There is some good budget news. The county’s share for Medicaid is budgeted to drop $170,292. The county’s pension costs will go down $169,376 – from $4,440,393 to $4,271,017.

The county’s health insurance costs also are projected to drop by $157,340, partly due to employee cost sharing and less expensive health insurance plans. The worker’s compensation costs also are budgeted to drop by $100,376.

The county’s sales tax revenue has helped offset increases in the past, especially during years with gas prices on the rise. Sales tax is running under budget so far this year with gas prices dropping.
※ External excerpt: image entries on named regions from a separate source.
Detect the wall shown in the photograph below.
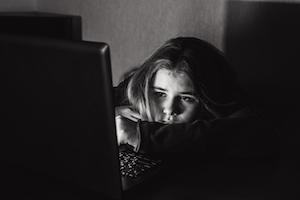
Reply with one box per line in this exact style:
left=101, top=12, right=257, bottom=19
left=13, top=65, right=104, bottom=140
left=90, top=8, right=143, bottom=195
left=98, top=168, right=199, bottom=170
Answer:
left=0, top=0, right=38, bottom=11
left=38, top=0, right=224, bottom=84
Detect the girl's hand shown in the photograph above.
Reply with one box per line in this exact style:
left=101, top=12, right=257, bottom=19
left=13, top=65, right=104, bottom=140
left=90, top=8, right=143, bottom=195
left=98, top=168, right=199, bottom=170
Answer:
left=115, top=106, right=141, bottom=122
left=115, top=107, right=140, bottom=147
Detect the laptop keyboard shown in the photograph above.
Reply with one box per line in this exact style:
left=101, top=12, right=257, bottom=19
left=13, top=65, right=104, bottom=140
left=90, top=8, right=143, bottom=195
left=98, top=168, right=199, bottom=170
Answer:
left=119, top=149, right=161, bottom=178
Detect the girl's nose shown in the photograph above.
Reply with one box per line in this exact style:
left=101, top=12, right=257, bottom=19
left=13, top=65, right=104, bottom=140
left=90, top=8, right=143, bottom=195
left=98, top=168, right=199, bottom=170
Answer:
left=163, top=99, right=179, bottom=116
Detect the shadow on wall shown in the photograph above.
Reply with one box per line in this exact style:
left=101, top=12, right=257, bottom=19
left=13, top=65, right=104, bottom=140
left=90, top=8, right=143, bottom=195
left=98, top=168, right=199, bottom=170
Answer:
left=224, top=1, right=300, bottom=157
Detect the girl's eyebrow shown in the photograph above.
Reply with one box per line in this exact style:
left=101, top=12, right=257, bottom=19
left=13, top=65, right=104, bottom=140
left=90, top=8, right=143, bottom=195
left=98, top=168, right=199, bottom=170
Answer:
left=151, top=86, right=167, bottom=91
left=151, top=86, right=197, bottom=96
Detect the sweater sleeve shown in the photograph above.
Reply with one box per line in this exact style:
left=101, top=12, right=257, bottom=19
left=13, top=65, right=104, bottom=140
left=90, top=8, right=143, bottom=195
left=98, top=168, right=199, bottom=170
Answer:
left=138, top=111, right=278, bottom=158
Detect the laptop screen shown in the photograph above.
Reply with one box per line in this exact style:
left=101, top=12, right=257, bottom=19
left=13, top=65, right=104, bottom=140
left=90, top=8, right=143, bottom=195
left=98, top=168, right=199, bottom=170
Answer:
left=0, top=35, right=121, bottom=199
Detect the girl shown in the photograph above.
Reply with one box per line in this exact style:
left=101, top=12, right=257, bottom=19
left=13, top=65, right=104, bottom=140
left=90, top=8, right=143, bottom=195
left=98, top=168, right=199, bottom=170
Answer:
left=116, top=37, right=275, bottom=160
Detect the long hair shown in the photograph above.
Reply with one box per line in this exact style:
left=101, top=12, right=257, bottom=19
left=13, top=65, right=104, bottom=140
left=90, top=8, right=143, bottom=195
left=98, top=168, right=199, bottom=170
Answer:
left=127, top=37, right=243, bottom=121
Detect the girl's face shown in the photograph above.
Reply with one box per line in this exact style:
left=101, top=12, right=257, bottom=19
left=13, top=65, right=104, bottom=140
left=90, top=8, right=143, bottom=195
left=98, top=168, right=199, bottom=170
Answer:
left=150, top=69, right=199, bottom=124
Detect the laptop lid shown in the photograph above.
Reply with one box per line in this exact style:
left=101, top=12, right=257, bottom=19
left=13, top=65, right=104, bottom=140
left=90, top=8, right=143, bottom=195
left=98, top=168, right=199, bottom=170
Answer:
left=0, top=35, right=122, bottom=199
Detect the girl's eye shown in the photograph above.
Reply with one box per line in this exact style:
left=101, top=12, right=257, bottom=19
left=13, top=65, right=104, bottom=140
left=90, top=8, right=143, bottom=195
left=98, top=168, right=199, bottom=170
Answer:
left=154, top=91, right=167, bottom=97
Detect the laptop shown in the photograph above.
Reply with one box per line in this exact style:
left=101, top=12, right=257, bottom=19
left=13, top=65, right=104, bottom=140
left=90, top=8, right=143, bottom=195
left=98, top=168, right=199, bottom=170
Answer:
left=0, top=35, right=160, bottom=199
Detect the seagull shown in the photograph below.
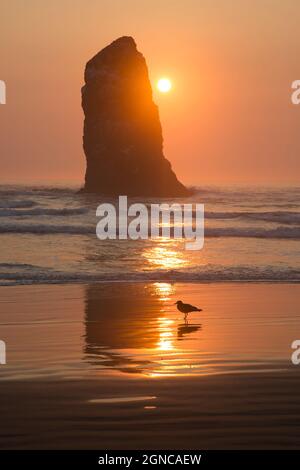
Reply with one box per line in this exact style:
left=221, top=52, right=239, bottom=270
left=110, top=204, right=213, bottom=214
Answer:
left=174, top=300, right=202, bottom=320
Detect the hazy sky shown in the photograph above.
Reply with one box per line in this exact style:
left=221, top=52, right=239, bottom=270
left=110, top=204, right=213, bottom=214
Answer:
left=0, top=0, right=300, bottom=185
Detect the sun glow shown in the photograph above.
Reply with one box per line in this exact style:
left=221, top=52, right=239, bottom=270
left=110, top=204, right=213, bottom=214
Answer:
left=157, top=77, right=172, bottom=93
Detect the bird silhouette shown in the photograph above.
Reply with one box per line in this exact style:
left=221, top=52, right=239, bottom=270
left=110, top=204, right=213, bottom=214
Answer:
left=174, top=300, right=202, bottom=320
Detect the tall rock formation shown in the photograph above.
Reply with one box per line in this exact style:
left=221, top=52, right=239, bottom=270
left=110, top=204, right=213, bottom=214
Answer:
left=82, top=36, right=189, bottom=197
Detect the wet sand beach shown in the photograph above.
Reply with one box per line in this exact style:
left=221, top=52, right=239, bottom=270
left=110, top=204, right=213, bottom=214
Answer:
left=0, top=282, right=300, bottom=449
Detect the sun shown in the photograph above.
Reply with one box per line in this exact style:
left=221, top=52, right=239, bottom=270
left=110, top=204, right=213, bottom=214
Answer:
left=157, top=77, right=172, bottom=93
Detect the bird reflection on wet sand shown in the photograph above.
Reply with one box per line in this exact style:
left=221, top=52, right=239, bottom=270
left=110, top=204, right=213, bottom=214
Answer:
left=85, top=283, right=201, bottom=375
left=177, top=320, right=202, bottom=340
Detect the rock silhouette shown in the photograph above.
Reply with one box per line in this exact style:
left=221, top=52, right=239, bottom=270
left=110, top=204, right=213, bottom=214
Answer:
left=82, top=36, right=189, bottom=197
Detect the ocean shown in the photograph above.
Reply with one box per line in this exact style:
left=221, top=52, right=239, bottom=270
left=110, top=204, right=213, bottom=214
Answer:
left=0, top=186, right=300, bottom=286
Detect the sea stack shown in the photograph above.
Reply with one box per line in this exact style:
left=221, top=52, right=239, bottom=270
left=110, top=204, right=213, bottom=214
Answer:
left=82, top=36, right=190, bottom=197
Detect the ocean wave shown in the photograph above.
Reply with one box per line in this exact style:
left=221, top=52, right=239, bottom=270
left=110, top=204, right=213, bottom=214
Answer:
left=0, top=207, right=88, bottom=217
left=205, top=211, right=300, bottom=225
left=0, top=199, right=37, bottom=209
left=0, top=223, right=300, bottom=240
left=0, top=263, right=300, bottom=285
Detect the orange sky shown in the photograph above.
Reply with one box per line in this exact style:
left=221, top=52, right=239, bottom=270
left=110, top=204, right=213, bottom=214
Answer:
left=0, top=0, right=300, bottom=185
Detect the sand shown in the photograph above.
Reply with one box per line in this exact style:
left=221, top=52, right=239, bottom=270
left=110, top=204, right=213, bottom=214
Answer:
left=0, top=283, right=300, bottom=450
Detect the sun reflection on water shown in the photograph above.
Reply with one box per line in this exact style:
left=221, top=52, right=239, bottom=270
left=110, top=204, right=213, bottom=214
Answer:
left=142, top=239, right=189, bottom=270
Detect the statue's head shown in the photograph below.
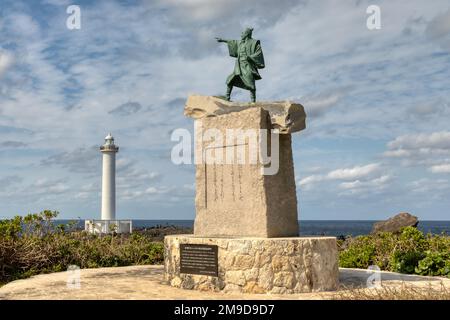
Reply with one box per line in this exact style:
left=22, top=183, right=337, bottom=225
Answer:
left=241, top=28, right=253, bottom=40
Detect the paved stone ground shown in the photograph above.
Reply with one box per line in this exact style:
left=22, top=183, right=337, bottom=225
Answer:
left=0, top=265, right=450, bottom=300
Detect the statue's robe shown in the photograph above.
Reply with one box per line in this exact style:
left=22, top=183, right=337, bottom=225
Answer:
left=227, top=38, right=264, bottom=90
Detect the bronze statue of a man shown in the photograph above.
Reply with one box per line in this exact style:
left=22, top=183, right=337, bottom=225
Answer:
left=216, top=28, right=264, bottom=102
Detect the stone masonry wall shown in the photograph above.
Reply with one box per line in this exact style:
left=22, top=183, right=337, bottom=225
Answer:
left=164, top=235, right=338, bottom=294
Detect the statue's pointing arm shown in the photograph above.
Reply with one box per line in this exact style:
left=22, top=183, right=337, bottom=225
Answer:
left=216, top=37, right=238, bottom=58
left=247, top=40, right=265, bottom=69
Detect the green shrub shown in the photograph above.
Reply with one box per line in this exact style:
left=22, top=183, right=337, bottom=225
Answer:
left=339, top=236, right=375, bottom=269
left=414, top=251, right=450, bottom=276
left=339, top=227, right=450, bottom=277
left=0, top=210, right=164, bottom=283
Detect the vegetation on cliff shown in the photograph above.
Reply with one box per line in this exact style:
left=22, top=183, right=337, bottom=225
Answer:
left=338, top=227, right=450, bottom=277
left=0, top=210, right=164, bottom=283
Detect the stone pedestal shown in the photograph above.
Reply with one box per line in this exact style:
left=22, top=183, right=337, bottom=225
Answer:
left=194, top=107, right=298, bottom=237
left=164, top=96, right=338, bottom=294
left=164, top=235, right=338, bottom=294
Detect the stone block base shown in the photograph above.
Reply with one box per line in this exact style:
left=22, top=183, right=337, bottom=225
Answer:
left=164, top=235, right=339, bottom=294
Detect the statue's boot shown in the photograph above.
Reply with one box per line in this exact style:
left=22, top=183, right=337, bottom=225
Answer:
left=225, top=86, right=233, bottom=101
left=250, top=90, right=256, bottom=103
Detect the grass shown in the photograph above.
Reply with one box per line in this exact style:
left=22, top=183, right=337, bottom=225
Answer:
left=331, top=282, right=450, bottom=300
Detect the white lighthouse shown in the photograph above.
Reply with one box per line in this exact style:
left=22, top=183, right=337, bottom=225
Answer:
left=100, top=133, right=119, bottom=220
left=84, top=133, right=133, bottom=233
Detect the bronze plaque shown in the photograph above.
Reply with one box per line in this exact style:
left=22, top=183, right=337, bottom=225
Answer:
left=180, top=244, right=219, bottom=277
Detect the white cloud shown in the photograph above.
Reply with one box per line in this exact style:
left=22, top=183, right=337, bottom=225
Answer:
left=327, top=163, right=380, bottom=180
left=339, top=175, right=391, bottom=190
left=430, top=164, right=450, bottom=173
left=426, top=9, right=450, bottom=51
left=299, top=163, right=380, bottom=186
left=388, top=131, right=450, bottom=150
left=0, top=51, right=14, bottom=77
The county has budgeted for a modest $25,000 increase in sales tax. Callard said it’s smart to be prudent in forecasting sales tax, which generates about $15 million a year for the county, with a small portion shared with the towns and villages.

Although gas prices are down, resulting in slowing sales tax, if it’s a really cold winter, and residents go through heating oil, the sales tax number could jump, Callard said.

“It’s really difficult to predict because many factors can make a difference,” he said.

The budget also raises the fee for annual garbage collection by $5 to $190 per household.